After breakfast and a good nap, we brought Hannah down to the clinic for her jab. She seemed to know something 'bad' was going to happen because she was rather unsettled. Although I was carrying her she was a little fidgety- which is not like her usual self. Then we sat down beside Dr Wang as he prepared the deadly dosage. I cuddled Hannah close to me and her daddy held her thigh down. I could not bare to look at the sight so I just kept my eyes on Hannah as the injection took place. Poor Thing! She wailed! But only for a short moment. Our brave baby! :)

We went home and Hannah was totally knocked out. She slept a lot and woke up drowsily for her meals. She seemed to have lost her appetite. Anyway the fever only came late in the evening. We decided to turn in early. We fed her parecetamol but she hated it. She vomitted it out almost instantly together with her last feed. Not knowing how much of the medicine came out and how much remained inside, we decided best not to feed again. We resorted to the primitive but most effective way - cold towel on the forehead.

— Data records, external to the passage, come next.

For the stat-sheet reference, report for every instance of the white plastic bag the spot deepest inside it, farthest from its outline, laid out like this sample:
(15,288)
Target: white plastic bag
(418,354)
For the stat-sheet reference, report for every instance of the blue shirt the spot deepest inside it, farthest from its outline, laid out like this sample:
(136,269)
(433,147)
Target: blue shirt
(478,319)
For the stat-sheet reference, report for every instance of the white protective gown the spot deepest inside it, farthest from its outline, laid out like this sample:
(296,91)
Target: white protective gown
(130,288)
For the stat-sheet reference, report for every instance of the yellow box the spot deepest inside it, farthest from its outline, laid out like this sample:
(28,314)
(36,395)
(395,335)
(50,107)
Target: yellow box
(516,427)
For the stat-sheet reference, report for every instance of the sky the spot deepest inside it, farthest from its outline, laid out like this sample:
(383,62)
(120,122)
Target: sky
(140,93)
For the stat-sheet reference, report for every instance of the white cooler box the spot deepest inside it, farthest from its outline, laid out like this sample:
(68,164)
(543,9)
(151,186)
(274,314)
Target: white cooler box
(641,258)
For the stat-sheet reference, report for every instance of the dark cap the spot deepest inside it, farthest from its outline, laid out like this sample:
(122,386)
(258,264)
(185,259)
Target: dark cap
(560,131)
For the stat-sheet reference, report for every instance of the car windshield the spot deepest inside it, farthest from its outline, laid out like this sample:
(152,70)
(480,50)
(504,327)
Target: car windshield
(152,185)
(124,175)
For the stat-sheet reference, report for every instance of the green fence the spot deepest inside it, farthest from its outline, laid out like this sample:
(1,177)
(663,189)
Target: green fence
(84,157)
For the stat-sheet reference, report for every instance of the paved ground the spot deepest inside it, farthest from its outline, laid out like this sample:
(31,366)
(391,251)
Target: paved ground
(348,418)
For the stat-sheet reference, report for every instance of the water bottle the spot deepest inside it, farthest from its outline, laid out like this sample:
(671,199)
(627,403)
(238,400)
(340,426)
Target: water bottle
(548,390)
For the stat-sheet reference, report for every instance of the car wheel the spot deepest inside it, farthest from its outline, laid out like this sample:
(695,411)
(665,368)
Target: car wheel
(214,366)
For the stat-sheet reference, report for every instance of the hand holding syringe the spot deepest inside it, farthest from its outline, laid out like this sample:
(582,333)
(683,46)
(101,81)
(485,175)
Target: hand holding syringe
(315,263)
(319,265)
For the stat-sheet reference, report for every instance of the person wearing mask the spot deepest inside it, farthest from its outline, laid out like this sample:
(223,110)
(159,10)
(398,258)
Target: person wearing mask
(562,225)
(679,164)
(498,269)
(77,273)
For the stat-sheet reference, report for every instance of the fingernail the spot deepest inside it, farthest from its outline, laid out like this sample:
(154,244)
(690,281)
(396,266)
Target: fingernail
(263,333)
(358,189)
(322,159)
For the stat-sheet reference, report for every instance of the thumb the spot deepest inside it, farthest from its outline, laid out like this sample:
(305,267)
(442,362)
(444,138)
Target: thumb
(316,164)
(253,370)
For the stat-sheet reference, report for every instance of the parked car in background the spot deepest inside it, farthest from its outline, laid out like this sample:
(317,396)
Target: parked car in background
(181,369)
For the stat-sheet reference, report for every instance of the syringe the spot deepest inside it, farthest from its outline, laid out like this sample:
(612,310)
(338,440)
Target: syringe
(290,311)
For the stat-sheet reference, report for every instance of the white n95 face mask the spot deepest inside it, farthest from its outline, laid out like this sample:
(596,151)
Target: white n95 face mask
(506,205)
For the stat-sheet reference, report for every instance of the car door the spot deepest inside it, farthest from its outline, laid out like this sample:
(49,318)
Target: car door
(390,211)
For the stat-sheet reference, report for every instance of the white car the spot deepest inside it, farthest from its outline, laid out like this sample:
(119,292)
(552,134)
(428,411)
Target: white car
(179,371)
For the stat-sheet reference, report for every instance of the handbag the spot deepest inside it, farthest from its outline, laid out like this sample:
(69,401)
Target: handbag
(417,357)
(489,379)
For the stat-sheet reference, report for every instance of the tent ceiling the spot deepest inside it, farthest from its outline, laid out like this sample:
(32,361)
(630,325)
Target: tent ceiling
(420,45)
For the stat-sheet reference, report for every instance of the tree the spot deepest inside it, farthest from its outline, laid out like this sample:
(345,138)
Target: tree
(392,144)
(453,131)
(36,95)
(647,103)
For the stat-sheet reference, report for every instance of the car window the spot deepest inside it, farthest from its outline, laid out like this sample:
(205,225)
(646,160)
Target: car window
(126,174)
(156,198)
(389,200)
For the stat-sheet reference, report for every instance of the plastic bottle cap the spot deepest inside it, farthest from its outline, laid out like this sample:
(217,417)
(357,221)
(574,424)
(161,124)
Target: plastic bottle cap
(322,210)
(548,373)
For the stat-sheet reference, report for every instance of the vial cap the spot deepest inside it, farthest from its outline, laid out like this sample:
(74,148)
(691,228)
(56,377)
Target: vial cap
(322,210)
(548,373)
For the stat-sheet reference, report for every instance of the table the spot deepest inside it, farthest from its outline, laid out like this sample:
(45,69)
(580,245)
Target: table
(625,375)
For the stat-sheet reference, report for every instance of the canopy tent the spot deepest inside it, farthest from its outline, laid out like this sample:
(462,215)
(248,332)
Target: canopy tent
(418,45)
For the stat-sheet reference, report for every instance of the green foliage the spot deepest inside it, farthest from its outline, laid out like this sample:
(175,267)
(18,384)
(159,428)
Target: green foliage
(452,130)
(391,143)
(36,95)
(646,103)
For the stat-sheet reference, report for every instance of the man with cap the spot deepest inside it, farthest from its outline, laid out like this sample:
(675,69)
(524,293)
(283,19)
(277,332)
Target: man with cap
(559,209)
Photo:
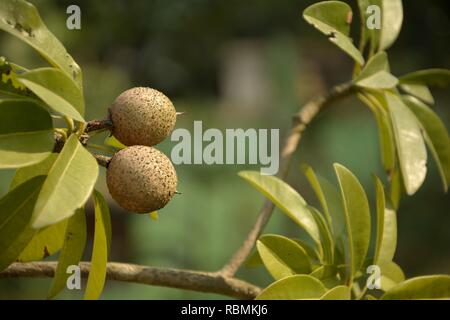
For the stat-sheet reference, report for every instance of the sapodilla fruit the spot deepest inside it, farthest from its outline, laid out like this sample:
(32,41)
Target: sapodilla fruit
(142,116)
(141,179)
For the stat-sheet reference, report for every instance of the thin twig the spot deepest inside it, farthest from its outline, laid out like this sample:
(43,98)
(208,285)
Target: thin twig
(222,282)
(301,120)
(102,160)
(174,278)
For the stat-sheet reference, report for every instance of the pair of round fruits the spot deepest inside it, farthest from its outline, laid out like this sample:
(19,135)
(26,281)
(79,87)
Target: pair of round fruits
(141,178)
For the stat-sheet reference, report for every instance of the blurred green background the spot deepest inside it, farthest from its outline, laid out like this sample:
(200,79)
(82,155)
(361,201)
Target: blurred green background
(238,64)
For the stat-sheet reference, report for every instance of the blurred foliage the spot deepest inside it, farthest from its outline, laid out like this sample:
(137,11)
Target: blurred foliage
(179,47)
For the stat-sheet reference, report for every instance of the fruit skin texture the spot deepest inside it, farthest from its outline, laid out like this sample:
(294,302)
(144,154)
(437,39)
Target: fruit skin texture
(141,179)
(142,116)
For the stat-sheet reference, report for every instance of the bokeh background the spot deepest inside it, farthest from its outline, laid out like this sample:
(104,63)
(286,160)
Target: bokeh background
(238,64)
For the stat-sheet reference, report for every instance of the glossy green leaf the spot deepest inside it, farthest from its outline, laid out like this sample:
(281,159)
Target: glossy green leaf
(45,242)
(326,239)
(101,248)
(26,133)
(391,23)
(57,90)
(113,142)
(8,80)
(333,18)
(430,77)
(396,188)
(21,19)
(419,91)
(312,252)
(71,252)
(16,209)
(282,257)
(436,136)
(285,198)
(386,240)
(253,260)
(315,185)
(411,148)
(69,183)
(39,169)
(368,35)
(357,214)
(376,75)
(337,293)
(292,288)
(10,254)
(386,138)
(427,287)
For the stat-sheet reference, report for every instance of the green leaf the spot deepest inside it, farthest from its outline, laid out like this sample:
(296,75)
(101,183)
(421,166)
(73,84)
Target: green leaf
(427,287)
(386,241)
(315,185)
(113,142)
(69,183)
(330,201)
(253,260)
(357,215)
(57,90)
(391,275)
(39,169)
(326,239)
(44,243)
(10,254)
(436,136)
(8,80)
(292,288)
(71,252)
(378,106)
(22,20)
(396,188)
(313,253)
(282,257)
(411,149)
(367,34)
(26,133)
(430,77)
(100,251)
(332,19)
(285,198)
(391,24)
(16,209)
(376,75)
(419,91)
(337,293)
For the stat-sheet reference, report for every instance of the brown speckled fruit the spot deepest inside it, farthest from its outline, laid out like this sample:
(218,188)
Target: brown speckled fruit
(141,179)
(142,116)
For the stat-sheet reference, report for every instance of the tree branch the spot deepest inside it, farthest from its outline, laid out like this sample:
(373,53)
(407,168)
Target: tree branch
(221,282)
(208,282)
(305,115)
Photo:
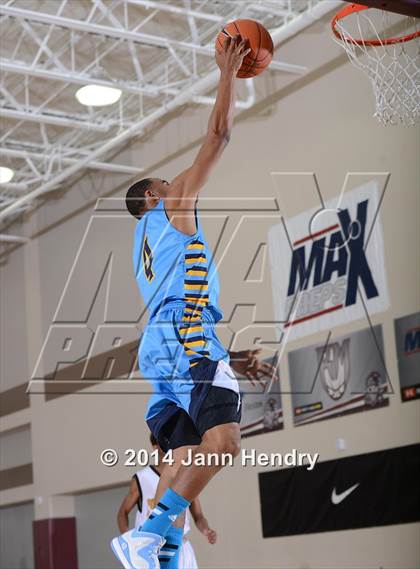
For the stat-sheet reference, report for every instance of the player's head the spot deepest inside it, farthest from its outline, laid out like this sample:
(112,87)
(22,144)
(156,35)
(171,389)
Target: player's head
(144,195)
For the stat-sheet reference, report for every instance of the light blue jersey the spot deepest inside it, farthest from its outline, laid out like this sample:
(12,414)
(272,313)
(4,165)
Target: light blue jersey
(179,350)
(172,266)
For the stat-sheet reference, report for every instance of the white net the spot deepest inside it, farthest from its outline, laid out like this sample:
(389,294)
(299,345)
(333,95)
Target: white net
(393,68)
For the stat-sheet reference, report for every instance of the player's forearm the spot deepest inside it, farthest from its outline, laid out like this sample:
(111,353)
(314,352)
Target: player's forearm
(221,118)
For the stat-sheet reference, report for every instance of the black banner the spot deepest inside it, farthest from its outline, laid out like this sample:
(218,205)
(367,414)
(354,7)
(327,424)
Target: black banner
(375,489)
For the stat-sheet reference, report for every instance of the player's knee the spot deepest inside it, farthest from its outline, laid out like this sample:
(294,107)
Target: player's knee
(224,439)
(233,447)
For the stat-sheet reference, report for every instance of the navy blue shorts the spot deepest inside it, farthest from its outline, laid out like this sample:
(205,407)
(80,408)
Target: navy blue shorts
(219,407)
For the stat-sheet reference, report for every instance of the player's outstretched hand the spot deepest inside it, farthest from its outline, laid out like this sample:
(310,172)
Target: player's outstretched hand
(230,58)
(249,364)
(203,527)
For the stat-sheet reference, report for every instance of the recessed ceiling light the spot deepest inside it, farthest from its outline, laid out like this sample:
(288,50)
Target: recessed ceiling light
(6,174)
(97,95)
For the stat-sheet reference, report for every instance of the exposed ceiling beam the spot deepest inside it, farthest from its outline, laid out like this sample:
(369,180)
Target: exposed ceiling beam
(32,115)
(94,165)
(22,68)
(176,10)
(200,87)
(116,33)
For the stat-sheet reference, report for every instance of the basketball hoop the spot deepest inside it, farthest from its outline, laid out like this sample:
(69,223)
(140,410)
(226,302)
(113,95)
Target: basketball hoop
(391,63)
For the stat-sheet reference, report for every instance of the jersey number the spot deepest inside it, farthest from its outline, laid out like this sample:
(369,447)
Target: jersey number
(148,261)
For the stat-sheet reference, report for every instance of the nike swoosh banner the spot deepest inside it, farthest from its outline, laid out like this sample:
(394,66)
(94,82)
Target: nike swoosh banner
(297,501)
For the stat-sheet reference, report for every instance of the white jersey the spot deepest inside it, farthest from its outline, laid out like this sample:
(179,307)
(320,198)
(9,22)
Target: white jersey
(147,481)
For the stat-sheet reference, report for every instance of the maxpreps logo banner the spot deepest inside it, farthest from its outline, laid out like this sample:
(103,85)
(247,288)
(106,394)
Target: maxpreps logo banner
(332,271)
(407,337)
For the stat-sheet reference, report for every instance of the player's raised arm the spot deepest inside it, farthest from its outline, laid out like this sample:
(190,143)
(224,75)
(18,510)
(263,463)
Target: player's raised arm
(188,183)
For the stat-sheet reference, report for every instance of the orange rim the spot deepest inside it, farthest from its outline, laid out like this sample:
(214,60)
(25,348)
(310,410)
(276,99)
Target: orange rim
(354,9)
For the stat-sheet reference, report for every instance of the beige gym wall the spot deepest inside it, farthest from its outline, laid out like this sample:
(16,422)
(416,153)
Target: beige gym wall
(323,124)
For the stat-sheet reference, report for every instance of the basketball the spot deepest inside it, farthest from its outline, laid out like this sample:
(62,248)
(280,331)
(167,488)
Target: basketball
(259,40)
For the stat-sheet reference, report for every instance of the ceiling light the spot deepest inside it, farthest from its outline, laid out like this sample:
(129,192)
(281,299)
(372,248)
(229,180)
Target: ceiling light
(97,95)
(6,174)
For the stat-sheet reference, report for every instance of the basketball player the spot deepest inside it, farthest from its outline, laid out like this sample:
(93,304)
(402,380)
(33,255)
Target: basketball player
(142,492)
(196,402)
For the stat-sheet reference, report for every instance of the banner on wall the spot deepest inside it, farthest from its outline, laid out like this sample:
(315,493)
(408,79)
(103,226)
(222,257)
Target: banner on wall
(261,408)
(338,376)
(407,338)
(322,260)
(375,489)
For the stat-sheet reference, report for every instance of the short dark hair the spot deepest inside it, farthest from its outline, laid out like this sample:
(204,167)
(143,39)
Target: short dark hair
(134,199)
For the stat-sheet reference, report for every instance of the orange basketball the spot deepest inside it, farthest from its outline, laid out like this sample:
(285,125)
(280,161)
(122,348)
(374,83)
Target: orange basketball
(259,40)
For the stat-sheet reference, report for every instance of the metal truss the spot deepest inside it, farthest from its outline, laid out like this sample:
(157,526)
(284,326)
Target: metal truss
(159,53)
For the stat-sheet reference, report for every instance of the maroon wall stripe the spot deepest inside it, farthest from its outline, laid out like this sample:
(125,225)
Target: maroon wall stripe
(55,543)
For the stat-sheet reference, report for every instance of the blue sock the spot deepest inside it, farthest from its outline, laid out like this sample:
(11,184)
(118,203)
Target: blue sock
(165,513)
(169,554)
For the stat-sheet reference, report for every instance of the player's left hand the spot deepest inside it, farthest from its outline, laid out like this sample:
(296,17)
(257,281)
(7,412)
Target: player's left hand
(203,527)
(249,364)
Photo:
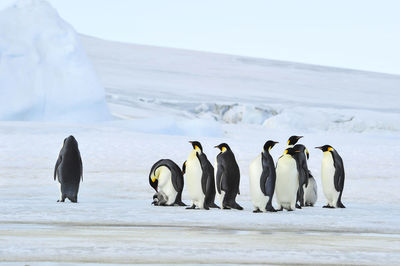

I slept first while hubby stayed up to change the towel and take Hannah's temperature. Until 1230am. I woke up to feed Hannah and to clock my night shift. Somehow I just could not sleep soundly. Perhaps knowing that Hannah is right beside me and she could fall into a bout of fits should her fever hits 38deg made me drift in and out of sleep. I took her temperature every hour or so until 5.30am. I couldn't take it any longer. Went to wake hubby up to clock his shift...
The rest is history.

As i type this now, Hannah's asleep. Her fever has subsided for now. We hope that it is for good. The next injection will be on the 1st July. I hope the innoculation won't be as lethal the next round.

Check out my poor baby:
She was a darling though she was sick. She slept most of the time. When she was alert she was still smiley and chatty. Check out the primitive wet towel vs the modern cold gel pad. I think the primitive one is more effective although it was constantly swiped off by Hannah's hands!